First Trust Advisors, LLP recently did an analysis of the new federal policies around tariffs and their potential impact on the economy.  Here are our takeaways:

ECONOMIC INDEPENDENCE

The administration’s latest tariffs could raise U.S. revenue by 0.85% of GDP, which is the largest peacetime tax increase since 1982. The strategy is to level  the playing field in global trade and restore America’s economic independence. Prior to the implementation of new tariff policies, the U.S. tariff rate was at just 3.3%, compared to 7.5% from China and 17.0% from India. There is clearly room to negotiate new trade deals.

** NOTE:  A list of current worldwide tariffs (following federal policy changes) can be found at worldscorecard.com.

SHORT-TERM PAIN/LONG-TERM GAIN

Tariffs can mean higher costs for imported products, which may impact spending. According to First Trust, the tariffs and spending cuts will expose the economic weaknesses hidden by years of reckless deficits – over 6% of GDP in 2023 and 2024. But, we’ve been here before! In the Reagan years, they tackled inflation and government bloat, enduring a tough transition before unleashing an economic boom. By encouraging companies to produce in America, tariffs can create jobs and more secure supply chains, reducingU.S.  dependence on other countries like China. As First Trust put it:

MARKETS

Market volatility is a concern for many. Although the dips are being blamed on the impact of tariffs, it is more likely a realignment due to overvaluation. In January 2025 the S&P 500 had a price-to-earnings ratio of 28, compared to a level of 8 in the Reagan era. Currently, only 10 stocks make up one-third of the S&P 500’s value. The last time tariffs were used by this administration, there was also market volatility. However, from 2017 to 2021 the market climbed 25% while inflation stayed low. 

TRADE SMART – PRIORITIZING AMERICA

According to tradingeconomics.com, in 2024 the top U.S. import partners were Mexico ($510 billion), China ($463 billion), and Canada ($421 billion). Those same countries also led in purchasing U.S exports. Canada led in exports ($348 billion) with Mexico not far behind ($334 billion). The U.S. only exported $144 billion in goods to China. Total U.S. exports to each country were significantly less than our imports.
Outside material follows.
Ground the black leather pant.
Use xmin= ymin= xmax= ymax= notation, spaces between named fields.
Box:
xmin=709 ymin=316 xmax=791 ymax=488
As noted above in the graph of Exports as a Percentage of GDP from 1980 to 2023 from the World Bank, the U.S. averages approximately 11% of GDP in exports, whereas our other major trading countries export at a rate of 20%-135% of GDP. The United States clearly has leverage to push for fairer trade terms without crippling our economy.

Changes to federal policies already seem to be revitalizing American’s industrial base with construction of new auto and semiconductor plants recently being announced in the United States. Tariffs seem to be helping to shift production to America, which strengthens our economic and national security.

Bottom line…

Tariffs are more than taxes. They are tools to rebalance global trade which has been manipulated by our trade partners. They protect American jobs, counter globalization’s excesses, and rebuild our industrial might. But, they must be used properly. Pairing tariffs with deeper tax cuts and aggressive deregulation can ignite the U.S. economy and spur investment. Using tariffs to negotiate lower foreign trade barriers will open markets for American exporters.

Tariffs are a bold step toward a stronger, self-reliant America. Yes, there might be some short-term pain, but as Reagan showed, tough choices today can unlock prosperity tomorrow. Let’s stay the course and build an economy that puts America first!

As the Constitutional Convention ended in 1787, Benjamin Franklin was asked if the delegates produced a monarchy or a republic. Franklin replied, “a republic, if you can keep it.”